Several of these laws make it impossible for broker-dealers to comply with supervision rules if associated persons use their own social media accounts for business. How can firms “retain, retrieve and supervise” communications if they have no access to such communications and are forbidden from asking for access?
The conflict between protecting employees’ privacy under these new laws and the duty to supervise communications may not be easily reconciled in some states. Fortunately, a few of the laws contain exceptions for complying with government regulations.
The law in Arkansas is designed to permit an employer to comply with the requirements of federal, state, or local laws/rules/regulations or the rules or regulations of self-regulatory organizations, such as FINRA. This language will likely be sufficient to allow broker-dealers to comply with the FINRA supervision rules without violating the social media privacy law.
Firms located in Illinois may not have a problem either, as the state recently amended its social media privacy law to add that “nothing in this subsection shall prohibit or restrict an employer from complying with a duty to monitor or retain employee communications as required under Illinois insurance laws or federal law or by a self-regulatory organization.” While these exceptions will help a firm that has employees located in those states, it will not apply to a firm’s employees who are residents of other states.

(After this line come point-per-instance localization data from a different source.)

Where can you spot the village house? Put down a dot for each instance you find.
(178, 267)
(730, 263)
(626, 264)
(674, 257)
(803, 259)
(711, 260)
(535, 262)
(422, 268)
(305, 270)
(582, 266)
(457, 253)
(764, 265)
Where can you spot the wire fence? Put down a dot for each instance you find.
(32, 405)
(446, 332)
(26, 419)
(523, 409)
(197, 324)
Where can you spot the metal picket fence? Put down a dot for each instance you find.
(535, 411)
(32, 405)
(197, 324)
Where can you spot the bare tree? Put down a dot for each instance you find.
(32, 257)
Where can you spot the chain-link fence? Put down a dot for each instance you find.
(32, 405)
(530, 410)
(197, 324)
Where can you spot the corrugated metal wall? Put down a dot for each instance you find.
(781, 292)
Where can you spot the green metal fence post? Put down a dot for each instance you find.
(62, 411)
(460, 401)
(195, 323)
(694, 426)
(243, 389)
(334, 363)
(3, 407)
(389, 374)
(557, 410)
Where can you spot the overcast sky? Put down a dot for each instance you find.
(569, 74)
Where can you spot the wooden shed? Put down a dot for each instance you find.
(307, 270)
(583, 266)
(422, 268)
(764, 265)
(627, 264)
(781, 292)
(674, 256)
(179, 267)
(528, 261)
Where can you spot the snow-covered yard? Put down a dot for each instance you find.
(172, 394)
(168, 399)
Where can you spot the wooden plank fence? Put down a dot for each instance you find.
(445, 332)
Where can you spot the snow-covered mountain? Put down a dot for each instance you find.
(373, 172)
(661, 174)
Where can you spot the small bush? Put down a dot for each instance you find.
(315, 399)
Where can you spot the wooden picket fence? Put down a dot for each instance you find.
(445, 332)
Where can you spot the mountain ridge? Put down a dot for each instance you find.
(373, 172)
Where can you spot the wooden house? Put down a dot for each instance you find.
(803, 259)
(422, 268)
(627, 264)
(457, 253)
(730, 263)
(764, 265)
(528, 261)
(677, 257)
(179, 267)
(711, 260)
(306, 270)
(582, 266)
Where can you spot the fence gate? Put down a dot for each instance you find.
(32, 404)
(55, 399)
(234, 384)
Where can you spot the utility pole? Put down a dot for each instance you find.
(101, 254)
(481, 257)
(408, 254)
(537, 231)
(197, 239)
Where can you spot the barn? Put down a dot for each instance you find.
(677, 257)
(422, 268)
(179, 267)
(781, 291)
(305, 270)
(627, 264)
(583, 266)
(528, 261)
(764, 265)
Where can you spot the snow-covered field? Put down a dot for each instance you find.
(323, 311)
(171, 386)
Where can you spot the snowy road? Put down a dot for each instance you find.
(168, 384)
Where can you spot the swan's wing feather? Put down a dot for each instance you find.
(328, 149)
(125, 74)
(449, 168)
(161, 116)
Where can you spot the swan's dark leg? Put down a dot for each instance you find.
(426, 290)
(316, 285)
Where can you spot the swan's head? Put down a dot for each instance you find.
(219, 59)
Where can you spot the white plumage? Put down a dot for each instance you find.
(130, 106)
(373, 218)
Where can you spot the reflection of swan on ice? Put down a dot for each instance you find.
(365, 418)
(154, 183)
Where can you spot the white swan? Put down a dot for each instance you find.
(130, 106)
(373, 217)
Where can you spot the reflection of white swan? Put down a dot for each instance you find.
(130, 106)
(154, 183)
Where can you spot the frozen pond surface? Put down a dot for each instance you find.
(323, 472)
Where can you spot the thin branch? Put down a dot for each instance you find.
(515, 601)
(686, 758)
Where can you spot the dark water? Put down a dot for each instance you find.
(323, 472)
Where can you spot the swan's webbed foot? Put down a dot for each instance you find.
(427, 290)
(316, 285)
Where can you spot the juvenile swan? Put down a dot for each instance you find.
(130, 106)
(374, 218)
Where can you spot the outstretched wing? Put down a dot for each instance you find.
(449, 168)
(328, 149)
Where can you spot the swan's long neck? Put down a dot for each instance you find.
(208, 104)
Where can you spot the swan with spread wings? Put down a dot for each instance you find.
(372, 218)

At least three states, California, Maryland and Colorado, have laws that do not have a carve-out provision for regulatory compliance. For example, the California law would permit an employer to request an employee to divulge personal social media if the employer reasonably believes it is relevant to an investigation regarding employee misconduct or violation of law, so long as the social media content is used solely for purposes of that investigation or a related proceeding. The term “investigation” is not defined, but it seems reasonable that routine supervisory responsibilities under FINRA rules would not be considered an investigation of employee misconduct. In fact, a regulatory compliance exception was suggested in California but rejected by the legislature.
In addition to the 11 states that passed social media privacy rules, at least 20 have proposed similar laws this year, some of which do not contain exceptions for regulatory compliance. This may ultimately lead broker-dealers to face tough decisions regarding whether to violate state laws or FINRA’s supervision rules. As it stands, there are three states with social media privacy rules that are in conflict with FINRA’s rules.
Until it has been determined that broker-dealers may fulfill their supervision responsibilities without violating social media privacy laws, broker-dealers must walk a fine line between these competing legal obligations.
Broker-dealers should consider prohibiting their associated persons from using personal social media accounts for business communications. This may mean that firms will have to establish social media accounts for use by associated persons. Given the inherent personal nature of social media accounts, particularly the fact that personal names are used to identify accounts, it may prove challenging to keep any account purely business or purely personal.